How Grammaticalization Works With Adpositions
Posted: Feb 03, 2017
Linguists have been studying grammaticalization for decades and they have been rather successful at reaching some pretty good theories concerning how languages develop new rules in grammar. In the past, grammar and lexicon were thought to be sort of two separate realms and words moving from one category to another was seen as impossible, especially when it comes to full-fledged grammatical objects such as verbal and nominal declension suffixes. Linguists believed for a long time that many rules of grammar had been in the language since whatever beginning and that they had remained in existence, although perhaps going through phonetic change. Today, thanks to extensive study of grammaticalization, we know that adpostions, cases and verb tenses are actually descended from nouns and verbs that are long forgotten.
As said above, one of the grammatical elements that develop out of lexical categories through grammaticalization are the adpositions. There is no real definition of an adposition and it is not unseen of linguists coming up with varying definitions that fit the needs of the languages they are studying. Sometimes new research can reveal new types of adpositions in a previously unstudied language and a new definition becomes an imperative. Still, it is possible to tell what an adposition is, in general terms. Adpositions add a spatiotemporal edge to the sentence and in fully grammaticalized adpositions the meaning can be complex and even abstract, as we see in the English preposition "by".
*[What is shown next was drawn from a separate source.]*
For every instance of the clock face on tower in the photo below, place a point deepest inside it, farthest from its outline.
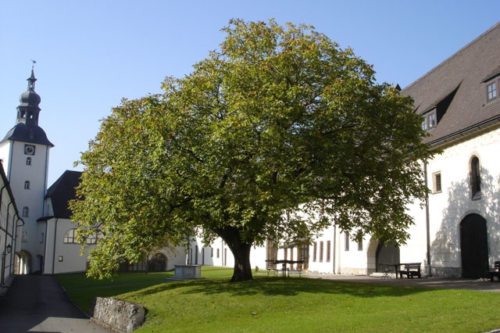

Grammaticalization of adpositions works in a way that is rather similar to any other parts of speech with one difference. Adpositions usually develop out of nouns and most of the time, the original noun is something that refers to a location such as a body part or a geographical feature. Now, the unique thing about the way adpositions grammaticalize from nouns is the genitive stage. The first stage of the grammaticalization of an adposition is called this because the noun at this stage enters a genitive construction to refer to a spatial relatioship, exactly as we see in "on top of", where "top" is a noun that has just set out on a journey to become an adposition. There are examples of this in so many languages including European languages, Arabic, Chinese and even Persian. Indeed, the grammaticalization of persian adpositions need to scrutinized closely by those interested in understanding how grammaticalization works.